Thank You So Much!! It is just So hard... We did Everything to make sure She was ok!! Years ago, She was "not herself" I took Her straight to the Vet, and told them. They said She had arthritis, I asked for them to check Her Thyroid levels. The doctor told me that she looking at Rox, she couldn't be hypothyroid, A few days later, I got the call that She Was!! Oh Rox, I always knew when something was wrong, Please forgive this time!! How did I not know?!!


----------



## GoldensGirl (Aug 2, 2010)

daddysgirl said:


> ... Oh Rox, I always knew when something was wrong, Please forgive this time!! How did I not know?!!


I hope you know that Rox knows so well how much you love(d) her. The last thing she wants and needs now is for you to feel guilty. Please do your best to put that out like the garbage that it is. You did your best for her when she was with you in the flesh and now you can do your best for her while she is with you in spirit. Send every negative thought into the ground like the fertilizer that it should be and celebrate every memory and day that remains. That would make your Roxy so happy. 

With you in spirit,
Lucy


----------



## daddysgirl (Feb 27, 2007)

GoldensGirl said:


> I hope you know that Rox knows so well how much you love(d) her. The last thing she wants and needs now is for you to feel guilty.
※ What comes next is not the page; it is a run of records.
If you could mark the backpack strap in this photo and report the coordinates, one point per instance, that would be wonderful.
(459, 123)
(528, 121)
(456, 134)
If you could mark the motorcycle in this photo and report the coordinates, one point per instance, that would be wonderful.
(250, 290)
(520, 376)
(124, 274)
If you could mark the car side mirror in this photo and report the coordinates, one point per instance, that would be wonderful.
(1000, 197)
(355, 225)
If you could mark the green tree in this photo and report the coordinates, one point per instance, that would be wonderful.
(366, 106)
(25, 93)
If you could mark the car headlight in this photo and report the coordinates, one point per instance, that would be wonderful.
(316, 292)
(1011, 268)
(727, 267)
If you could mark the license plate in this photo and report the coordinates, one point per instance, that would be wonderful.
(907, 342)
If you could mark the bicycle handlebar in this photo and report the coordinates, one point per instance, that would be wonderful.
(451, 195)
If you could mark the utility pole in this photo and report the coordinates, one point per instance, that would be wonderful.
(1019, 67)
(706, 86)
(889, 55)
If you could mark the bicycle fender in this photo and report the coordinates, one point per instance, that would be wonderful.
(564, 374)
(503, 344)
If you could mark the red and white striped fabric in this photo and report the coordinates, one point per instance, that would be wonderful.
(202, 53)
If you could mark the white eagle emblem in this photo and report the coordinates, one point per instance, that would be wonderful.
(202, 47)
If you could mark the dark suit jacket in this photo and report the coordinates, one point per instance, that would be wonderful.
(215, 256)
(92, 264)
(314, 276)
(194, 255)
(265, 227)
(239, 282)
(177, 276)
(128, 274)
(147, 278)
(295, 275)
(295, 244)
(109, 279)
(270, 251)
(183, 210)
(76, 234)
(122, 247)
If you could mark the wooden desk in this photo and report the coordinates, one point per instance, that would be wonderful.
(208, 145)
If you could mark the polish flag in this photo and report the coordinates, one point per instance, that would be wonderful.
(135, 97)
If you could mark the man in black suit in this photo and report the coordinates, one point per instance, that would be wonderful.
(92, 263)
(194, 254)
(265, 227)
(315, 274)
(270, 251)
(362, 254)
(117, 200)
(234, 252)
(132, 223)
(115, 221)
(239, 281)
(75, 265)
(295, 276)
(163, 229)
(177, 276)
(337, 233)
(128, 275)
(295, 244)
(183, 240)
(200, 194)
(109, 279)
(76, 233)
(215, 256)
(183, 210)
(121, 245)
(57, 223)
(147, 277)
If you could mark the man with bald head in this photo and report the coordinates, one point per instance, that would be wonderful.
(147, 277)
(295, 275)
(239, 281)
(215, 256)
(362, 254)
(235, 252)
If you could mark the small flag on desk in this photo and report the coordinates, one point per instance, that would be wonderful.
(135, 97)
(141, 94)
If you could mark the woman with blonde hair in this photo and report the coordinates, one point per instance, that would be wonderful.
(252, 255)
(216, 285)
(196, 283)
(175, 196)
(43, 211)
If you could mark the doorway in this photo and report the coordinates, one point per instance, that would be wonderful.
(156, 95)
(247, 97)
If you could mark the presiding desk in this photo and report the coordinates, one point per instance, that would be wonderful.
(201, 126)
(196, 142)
Please do your best to put that out like the garbage that it is. You did your best for her when she was with you in the flesh and now you can do your best for her while she is with you in spirit. Send every negative thought into the ground like the fertilizer that it should be and celebrate every memory and day that remains. That would make your Roxy so happy.
> 
> With you in spirit,
> Lucy


Thanks, I think it is the nurse in me that needs to know Why my sweet girl died!! As I walked out, I almost walked back in to ask for a necropsy!!


----------



## Ylan's Mom (May 14, 2013)

I am so sorry for the loss of your Roxy. It is so hard, we miss them so much. It might be hard to believe now but time will help. In the meantime give yourselves space to both grieve and honor her. Also, thank for all the wonderful gifts she brought to your lives and the memories that will live forever. My prayers are with you.


----------